Je me sens bien (libérééééé, libérÉÉÉÉÉ!!!) parce que je viens de livrer un chapitre à mes Patreons et je voulais vraiment closer ça avant la fin du mois.

Si tu m’as lu ici un peu ces derniers temps, t’as vu que mon mois d’octobre a été difficile et que j’ai même eu de la misère à écrire pendant un petit bout. C’est tellement pas moi d’avoir de la misère à écrire!

D’ailleurs, c’est venu sur le sujet à ma dernière thérapie de groupe!

Je racontais dans le post précédent que la semaine passée, j’avais un peu passé mon tour. Eh bien, cette semaine, c’était comme la grosse semaine « spécial Eric » pour faire du rattrapage et on a passé genre une heure sur mon cas. C’était vraiment gênant et justement, je me suis ramassé à jaser de mon projet Clandestino

Je pense que je suis toujours un peu fourré avec mon style d’écriture sur ce projet-là parce que je n’ai jamais voulu être écrivain et je ne me reconnais pas dans ce que je m’imagine être un écrivain.

T’sais, je n’ai pas d’amour des mots. Je n’ai pas un grand vocabulaire. Je ne connais pas les règles de français que mes amis écrivains connaissent. Je ne trippe pas à décrire une pièce pendant trois pages. Non seulement ça ne joue pas sur mes forces, mais ça ne joue pas sur mes intérêts non plus. Sans compter que comme lecteur, ce n’est pas ce qui m’intéresse non plus.

Pis quand je me force à « jouer à l’écrivain », je commence à perdre ma couleur, me perdre et je trouve vite que ça donne des textes beige. J’avais de la misère à mettre des mots sur tout ça et je trouvais ça ridicule de jaser de style d’écriture en thérapie, mais finalement, en jasant de tout ça avec les autres, j’ai comme compris que ce que j’y perdais, c’était mon authenticité, qui a pas mal toujours été au coeur de mon écriture et ce, à tous les niveaux.

Pis je pense que c’était ça mon frein (d’écriture).

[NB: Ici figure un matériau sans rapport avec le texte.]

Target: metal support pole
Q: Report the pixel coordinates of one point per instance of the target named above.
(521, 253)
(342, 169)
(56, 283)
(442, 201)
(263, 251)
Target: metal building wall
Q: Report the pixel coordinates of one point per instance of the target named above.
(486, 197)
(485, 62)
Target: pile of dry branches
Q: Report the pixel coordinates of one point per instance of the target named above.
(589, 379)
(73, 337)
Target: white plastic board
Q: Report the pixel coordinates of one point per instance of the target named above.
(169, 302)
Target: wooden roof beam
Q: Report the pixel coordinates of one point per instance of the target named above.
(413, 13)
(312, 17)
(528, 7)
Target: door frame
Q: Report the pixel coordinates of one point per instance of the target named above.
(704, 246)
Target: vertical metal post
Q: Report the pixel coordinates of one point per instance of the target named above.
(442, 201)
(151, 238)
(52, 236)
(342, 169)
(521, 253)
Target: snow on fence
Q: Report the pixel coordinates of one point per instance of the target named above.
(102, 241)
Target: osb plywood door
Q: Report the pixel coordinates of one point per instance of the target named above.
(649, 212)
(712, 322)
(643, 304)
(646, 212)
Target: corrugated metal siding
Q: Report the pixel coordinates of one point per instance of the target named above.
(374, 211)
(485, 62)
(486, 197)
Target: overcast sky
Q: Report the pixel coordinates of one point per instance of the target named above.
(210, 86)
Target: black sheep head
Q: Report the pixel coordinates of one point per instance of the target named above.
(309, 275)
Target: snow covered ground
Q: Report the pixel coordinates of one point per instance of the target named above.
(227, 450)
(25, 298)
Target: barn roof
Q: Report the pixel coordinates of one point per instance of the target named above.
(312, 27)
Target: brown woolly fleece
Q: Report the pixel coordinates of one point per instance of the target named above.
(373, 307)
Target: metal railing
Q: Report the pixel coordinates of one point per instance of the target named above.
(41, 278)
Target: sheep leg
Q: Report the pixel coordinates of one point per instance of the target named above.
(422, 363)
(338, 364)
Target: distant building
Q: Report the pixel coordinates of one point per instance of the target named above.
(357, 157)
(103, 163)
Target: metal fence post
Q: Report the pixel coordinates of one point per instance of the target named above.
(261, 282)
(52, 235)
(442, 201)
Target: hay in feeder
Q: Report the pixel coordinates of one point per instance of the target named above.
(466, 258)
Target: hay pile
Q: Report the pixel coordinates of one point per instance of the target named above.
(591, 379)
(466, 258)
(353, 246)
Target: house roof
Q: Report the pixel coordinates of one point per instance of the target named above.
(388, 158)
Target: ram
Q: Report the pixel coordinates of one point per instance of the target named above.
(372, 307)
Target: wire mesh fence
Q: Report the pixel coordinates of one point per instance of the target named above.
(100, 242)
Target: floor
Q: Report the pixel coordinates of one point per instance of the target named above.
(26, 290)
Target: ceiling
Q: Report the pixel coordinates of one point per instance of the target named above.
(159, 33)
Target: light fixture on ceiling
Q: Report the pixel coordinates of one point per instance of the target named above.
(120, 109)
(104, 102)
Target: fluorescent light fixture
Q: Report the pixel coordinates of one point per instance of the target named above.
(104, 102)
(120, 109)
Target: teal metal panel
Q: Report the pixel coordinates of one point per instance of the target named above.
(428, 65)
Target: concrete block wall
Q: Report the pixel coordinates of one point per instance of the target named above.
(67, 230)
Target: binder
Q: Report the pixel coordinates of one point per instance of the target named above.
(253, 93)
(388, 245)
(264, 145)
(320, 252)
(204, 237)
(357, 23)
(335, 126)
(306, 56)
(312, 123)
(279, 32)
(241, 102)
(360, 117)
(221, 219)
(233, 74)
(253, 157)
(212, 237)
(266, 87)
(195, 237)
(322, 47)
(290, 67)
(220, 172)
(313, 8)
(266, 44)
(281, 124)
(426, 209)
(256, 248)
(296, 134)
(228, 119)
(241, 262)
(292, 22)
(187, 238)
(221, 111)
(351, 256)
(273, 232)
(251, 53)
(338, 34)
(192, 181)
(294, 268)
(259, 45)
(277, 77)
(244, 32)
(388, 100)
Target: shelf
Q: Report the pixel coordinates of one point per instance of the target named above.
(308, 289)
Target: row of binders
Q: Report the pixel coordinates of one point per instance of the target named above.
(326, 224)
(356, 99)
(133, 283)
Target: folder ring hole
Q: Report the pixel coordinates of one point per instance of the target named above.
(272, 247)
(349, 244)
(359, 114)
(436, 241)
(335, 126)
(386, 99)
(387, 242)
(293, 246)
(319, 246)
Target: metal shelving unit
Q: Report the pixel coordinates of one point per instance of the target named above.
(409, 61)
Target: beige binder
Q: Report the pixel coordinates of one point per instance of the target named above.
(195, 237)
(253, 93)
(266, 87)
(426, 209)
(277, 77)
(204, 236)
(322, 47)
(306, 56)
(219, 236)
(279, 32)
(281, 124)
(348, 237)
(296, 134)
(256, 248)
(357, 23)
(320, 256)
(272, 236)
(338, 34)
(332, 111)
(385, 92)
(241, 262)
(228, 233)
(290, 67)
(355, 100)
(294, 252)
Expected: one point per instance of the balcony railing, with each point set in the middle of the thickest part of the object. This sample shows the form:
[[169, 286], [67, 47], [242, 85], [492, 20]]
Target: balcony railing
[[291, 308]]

J’ai aussi parlé que j’avais reçu deux cadeaux de mon lectorat. Tout le monde était bien impressionné. C’est qu’il y a quelques semaines, je me suis créé une liste de souhaits sur Amazon de plein de trucs que j’aimerais tellement m’acheter, mais que je ne suis pas capable de me payer.

J’ai partagé ma liste sur mes plateformes avec zéro attente, mais crime, une vieille amie du web à qui je n’avais pas parlé depuis une éternité m’a acheté une imprimante laser monochrome pis avant-hier, j’ai reçu une lampe d’une autre amie rainmaker qui me suit depuis super longtemps!

C’est vraiment cool le thrill de voir le livreur débarquer avec une boite sans que tu n’aies rien commandé!

Je sens qu’on a voulu m’encourager avec des cadeaux en lien avec mon écriture. J’essayais de m’en sortir sans imprimante, mais c’était rendu chiant en temps de covid et je vais apprécier les pauses d’écran que va m’offrir le papier. Et la lampe va justement aider rendu là. Elle est vraiment cool!

Mais bref, c’est weird parce que lorsque je racontais ça dans le groupe de thérapie, j’avais l’impression qu’ils s’imaginaient que j’avais des milliers de fans, mais je suis loin d’en avoir tant que ça.